Simple example material ➞


Step 1 - Access the platform

  • Navigate to https://platform.decentriq.com/
  • Log in with your credentials. If you do not have any credentials yet, please contact your reference person of the Decentriq team.
    Platform login

Step 2 - Create a Data Clean Room

  • Click on New Data Clean Room button.
    Choose DCR type
  • If your organization has multiple DCR types enabled, choose the Advanced Analytics for this tutorial.
    Create DCR
  • Give a name. The example Data Clean Room will be on a 'confidential computing overlap' between a bank and an insurance provider.
  • Here you can decide to start from scratch or to import an existing data clean room configuration. For this example, please select the JSON file available in the 'simple example material' folder linked at the beginning of this page.

Step 3 - Define the datasets

Define the datasets to be provisioned by Data Owners:

Datasets

  • Add a new Table when using structured datasets (CSV) with an expected schema with columns and types.
    • Add new columns, select the data type and check if it accepts empty values.
      • Note: for some data types it is possible to require the value to be hashed before uploaded.
    • Additional configuration
      • It is possible to require column values or the combination of multiple column values to be unique.
    • All values will be validated as soon as a dataset is provisioned to the table.
  • Add a new File when working with unstructured datasets (JSON, TXT, ZIP or any other kind).
  • In both types, by default, datasets must be provisioned before allowing running computations that depend on them. This can be toggled via the checkbox.

Step 4 - Define the computations

These can be SQL, Python, R or Synthetic Data. In this example, we will use a SQL query to define a computation that calculates the overlap. For a list of supported data types and SQL clauses, check the SQL Computation section.

SQL Computation

  • Type in the query content
  • Use the Table browser for a quick reference of tables and columns available.

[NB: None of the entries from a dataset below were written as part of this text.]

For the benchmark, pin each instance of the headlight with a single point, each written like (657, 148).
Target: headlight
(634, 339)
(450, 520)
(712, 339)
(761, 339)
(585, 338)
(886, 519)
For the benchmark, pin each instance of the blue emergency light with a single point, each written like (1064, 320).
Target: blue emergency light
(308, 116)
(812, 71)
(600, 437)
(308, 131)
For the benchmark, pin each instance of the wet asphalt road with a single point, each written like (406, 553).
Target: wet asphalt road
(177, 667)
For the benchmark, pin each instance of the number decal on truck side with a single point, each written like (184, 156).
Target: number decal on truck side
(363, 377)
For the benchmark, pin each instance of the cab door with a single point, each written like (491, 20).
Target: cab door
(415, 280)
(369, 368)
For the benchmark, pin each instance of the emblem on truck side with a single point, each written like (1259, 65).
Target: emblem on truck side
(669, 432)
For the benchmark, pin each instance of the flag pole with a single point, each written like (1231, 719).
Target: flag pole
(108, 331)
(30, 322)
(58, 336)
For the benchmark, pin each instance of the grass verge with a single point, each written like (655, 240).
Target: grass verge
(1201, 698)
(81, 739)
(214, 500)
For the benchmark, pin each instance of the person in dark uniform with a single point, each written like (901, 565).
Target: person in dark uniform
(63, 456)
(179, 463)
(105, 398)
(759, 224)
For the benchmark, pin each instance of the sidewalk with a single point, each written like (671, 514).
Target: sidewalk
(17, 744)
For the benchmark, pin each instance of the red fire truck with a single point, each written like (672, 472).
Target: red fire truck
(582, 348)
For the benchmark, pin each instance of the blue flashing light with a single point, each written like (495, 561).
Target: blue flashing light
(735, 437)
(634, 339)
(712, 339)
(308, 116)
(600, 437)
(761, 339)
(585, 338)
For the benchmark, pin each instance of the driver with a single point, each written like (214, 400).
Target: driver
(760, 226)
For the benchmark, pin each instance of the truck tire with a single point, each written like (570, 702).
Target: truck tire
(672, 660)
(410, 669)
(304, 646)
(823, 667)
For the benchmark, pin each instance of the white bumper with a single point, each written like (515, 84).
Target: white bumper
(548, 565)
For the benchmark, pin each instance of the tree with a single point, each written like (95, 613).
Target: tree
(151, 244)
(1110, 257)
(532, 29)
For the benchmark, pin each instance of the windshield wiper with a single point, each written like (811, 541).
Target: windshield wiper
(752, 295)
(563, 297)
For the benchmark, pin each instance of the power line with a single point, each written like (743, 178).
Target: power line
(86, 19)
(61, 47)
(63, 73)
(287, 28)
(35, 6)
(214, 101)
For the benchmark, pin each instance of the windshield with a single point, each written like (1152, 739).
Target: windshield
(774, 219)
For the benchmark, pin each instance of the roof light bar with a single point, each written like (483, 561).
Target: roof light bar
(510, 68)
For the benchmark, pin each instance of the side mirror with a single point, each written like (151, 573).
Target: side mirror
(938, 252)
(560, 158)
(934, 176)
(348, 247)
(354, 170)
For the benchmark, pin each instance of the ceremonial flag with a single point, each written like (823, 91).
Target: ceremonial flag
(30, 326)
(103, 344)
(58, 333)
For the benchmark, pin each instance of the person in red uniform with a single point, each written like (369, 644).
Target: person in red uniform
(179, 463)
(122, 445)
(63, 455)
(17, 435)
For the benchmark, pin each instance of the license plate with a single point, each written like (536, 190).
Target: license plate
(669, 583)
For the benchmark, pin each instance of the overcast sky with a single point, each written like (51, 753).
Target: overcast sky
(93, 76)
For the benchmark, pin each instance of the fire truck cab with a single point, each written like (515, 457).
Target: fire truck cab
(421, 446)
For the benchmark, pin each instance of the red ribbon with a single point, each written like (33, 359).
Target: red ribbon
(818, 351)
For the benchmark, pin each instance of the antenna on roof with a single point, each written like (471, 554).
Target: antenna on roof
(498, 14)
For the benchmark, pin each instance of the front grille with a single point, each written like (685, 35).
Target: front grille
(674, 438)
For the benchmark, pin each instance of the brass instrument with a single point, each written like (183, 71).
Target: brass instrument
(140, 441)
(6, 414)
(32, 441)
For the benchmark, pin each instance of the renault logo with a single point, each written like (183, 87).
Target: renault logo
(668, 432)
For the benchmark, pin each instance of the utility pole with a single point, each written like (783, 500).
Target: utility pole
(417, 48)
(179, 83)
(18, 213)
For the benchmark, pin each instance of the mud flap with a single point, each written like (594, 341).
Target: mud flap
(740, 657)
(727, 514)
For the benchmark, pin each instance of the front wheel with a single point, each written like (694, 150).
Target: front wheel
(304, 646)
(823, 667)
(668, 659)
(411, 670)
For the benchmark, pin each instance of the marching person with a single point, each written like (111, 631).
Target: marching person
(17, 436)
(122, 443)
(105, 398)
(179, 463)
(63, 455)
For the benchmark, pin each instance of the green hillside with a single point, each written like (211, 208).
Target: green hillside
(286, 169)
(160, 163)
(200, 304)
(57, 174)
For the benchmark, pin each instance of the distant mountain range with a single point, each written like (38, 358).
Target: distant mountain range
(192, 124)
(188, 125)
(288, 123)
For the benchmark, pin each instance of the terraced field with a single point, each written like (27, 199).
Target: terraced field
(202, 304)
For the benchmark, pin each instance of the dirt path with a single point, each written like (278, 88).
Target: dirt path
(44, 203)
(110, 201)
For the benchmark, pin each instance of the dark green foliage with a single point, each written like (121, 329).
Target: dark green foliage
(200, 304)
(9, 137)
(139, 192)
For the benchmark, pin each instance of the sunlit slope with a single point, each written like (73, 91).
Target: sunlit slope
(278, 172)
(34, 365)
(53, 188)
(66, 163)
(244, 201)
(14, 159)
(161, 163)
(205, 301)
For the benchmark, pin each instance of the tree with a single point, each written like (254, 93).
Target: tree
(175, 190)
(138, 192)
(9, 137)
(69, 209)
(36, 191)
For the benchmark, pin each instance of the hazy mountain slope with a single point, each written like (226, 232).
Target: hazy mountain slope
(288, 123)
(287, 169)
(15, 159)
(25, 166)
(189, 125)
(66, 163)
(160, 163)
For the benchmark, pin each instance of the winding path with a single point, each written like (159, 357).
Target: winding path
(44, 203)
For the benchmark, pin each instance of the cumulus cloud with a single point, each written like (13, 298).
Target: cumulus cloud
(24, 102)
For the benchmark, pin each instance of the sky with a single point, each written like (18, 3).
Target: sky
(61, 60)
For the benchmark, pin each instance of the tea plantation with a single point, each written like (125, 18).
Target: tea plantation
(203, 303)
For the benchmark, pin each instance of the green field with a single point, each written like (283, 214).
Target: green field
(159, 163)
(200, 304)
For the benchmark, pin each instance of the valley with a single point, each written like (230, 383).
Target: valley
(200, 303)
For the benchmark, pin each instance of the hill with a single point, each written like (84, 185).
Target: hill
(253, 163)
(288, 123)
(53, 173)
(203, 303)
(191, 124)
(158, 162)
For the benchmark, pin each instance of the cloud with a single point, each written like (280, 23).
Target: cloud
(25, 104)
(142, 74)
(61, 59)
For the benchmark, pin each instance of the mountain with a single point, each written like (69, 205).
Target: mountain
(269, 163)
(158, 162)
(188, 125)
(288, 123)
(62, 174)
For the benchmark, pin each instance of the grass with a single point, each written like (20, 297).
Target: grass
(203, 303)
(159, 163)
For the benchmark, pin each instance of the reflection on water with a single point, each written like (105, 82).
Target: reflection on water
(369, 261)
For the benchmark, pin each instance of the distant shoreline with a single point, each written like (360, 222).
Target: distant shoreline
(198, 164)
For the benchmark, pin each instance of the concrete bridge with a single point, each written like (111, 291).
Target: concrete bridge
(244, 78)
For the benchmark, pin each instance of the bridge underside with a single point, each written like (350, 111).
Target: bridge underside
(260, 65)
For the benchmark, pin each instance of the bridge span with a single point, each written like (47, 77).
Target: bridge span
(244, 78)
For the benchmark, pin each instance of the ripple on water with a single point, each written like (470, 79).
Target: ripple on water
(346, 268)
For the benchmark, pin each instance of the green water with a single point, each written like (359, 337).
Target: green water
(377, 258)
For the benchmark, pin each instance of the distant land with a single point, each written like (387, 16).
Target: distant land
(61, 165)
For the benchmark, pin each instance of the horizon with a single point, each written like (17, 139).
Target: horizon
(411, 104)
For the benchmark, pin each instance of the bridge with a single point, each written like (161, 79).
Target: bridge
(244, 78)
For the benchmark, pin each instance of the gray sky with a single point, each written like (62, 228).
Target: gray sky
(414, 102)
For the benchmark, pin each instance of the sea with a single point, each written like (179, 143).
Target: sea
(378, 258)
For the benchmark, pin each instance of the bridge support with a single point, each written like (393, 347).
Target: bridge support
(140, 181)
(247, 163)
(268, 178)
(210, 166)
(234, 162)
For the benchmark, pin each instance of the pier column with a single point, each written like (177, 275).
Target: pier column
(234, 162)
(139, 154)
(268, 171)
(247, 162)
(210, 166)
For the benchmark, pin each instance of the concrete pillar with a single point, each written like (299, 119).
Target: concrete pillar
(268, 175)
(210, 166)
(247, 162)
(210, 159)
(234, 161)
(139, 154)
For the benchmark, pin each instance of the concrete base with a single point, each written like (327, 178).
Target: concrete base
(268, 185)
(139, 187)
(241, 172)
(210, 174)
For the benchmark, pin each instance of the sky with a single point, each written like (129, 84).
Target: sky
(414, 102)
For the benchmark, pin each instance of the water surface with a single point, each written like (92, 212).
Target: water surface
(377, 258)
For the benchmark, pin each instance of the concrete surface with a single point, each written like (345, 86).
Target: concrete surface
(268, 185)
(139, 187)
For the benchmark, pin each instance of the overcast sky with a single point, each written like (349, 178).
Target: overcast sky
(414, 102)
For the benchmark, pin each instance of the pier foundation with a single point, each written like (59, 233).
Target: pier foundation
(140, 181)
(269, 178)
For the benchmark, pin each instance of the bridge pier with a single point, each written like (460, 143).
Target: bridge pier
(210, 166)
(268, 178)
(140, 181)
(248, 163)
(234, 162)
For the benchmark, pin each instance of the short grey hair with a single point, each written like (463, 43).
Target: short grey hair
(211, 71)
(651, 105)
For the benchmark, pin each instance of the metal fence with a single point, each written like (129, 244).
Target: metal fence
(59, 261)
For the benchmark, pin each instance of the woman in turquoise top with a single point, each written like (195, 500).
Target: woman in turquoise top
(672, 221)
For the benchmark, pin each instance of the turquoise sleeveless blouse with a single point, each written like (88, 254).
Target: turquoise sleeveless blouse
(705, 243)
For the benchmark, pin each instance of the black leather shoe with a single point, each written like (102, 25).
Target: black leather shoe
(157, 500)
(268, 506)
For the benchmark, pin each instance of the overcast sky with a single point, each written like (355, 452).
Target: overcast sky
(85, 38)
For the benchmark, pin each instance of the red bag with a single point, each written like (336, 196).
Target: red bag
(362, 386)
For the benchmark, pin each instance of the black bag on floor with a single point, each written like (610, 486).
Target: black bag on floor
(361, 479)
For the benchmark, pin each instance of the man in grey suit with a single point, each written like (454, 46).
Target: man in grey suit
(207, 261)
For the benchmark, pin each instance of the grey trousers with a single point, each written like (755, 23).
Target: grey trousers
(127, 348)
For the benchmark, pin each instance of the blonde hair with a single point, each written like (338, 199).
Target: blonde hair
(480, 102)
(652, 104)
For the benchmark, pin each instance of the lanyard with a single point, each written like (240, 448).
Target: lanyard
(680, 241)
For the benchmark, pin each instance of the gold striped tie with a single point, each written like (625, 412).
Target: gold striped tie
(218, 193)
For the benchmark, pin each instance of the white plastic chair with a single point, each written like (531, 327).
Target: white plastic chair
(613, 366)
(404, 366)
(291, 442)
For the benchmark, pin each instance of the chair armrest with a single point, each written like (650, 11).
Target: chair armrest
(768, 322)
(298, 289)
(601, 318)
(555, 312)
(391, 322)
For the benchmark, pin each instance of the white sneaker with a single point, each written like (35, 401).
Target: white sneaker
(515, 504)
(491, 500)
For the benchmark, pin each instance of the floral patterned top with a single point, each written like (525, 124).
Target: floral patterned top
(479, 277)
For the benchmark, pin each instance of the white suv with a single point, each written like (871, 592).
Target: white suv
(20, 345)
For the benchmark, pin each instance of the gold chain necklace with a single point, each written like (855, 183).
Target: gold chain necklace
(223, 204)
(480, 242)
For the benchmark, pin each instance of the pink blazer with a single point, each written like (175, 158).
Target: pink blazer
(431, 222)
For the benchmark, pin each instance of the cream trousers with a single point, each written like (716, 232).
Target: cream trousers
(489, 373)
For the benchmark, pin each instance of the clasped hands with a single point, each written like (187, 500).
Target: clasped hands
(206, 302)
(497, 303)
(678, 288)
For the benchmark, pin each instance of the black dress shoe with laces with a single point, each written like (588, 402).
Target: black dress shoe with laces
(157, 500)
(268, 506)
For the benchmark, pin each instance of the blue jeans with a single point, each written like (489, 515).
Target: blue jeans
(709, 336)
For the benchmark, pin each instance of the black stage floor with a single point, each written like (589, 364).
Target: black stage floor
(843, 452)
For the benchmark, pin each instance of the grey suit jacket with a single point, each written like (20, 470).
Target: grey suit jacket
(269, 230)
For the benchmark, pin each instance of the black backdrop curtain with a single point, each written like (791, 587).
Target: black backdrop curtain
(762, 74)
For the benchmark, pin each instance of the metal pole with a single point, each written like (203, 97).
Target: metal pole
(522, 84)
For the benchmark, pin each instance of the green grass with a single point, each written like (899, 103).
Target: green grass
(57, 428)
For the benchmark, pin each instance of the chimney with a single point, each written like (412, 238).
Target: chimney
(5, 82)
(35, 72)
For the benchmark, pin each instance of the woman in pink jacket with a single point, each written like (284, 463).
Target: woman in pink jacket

Click the copy icon in front of each item and paste it directly into the editor for a faster experience.

Additionally, you could create a new Synthetic Data computation, that takes a sensitive table as source and produces artificial data with the same data schema as the source: Synthetic data

  • Mask the columns where the value should not appear in the results - these will be replaced with a random value of each type.
  • All other columns will be synthesized using differential privacy while keeping similar statistical properties.

Add as many computations as you wish, combining different languages and referencing results from each other.

Once completed press the Test all computations button to make sure it will work once the Data Clean Room is published.

note

This will test the computation with empty datasets and only return the expected result schema.

After publishing, Data Owners can be provision datasets and the computation can be run.

Step 5 - Set permissions

Define the participants that will be invited to the collaboration, and assign them permissions to interact with the tables, files and/or computations:

Permissions

  • If this data clean room is immutable is checked, it will allow participants to request the new computations (to be approved by the affected Data Owners) after it is published. Otherwise, the Data Clean Room will be immutable and cannot be changed.
  • Enable development environment to give participants access to a tab where they can run arbitrary computations based on data and computation results where they have permissions.
  • By default, Data Clean Rooms are interactive, allowing participants to request new computations (to be approved by the affected Data Owners) after it is published. To prevent any modifications after publishing, check the option to make it immutable.
  • Use the dropdown boxes to assign Data Owner and Analyst permissions to each participant on each dataset and computation.
  • Add a new participant by typing in their email - an invitation will be sent as soon as the Data Clean Room is published.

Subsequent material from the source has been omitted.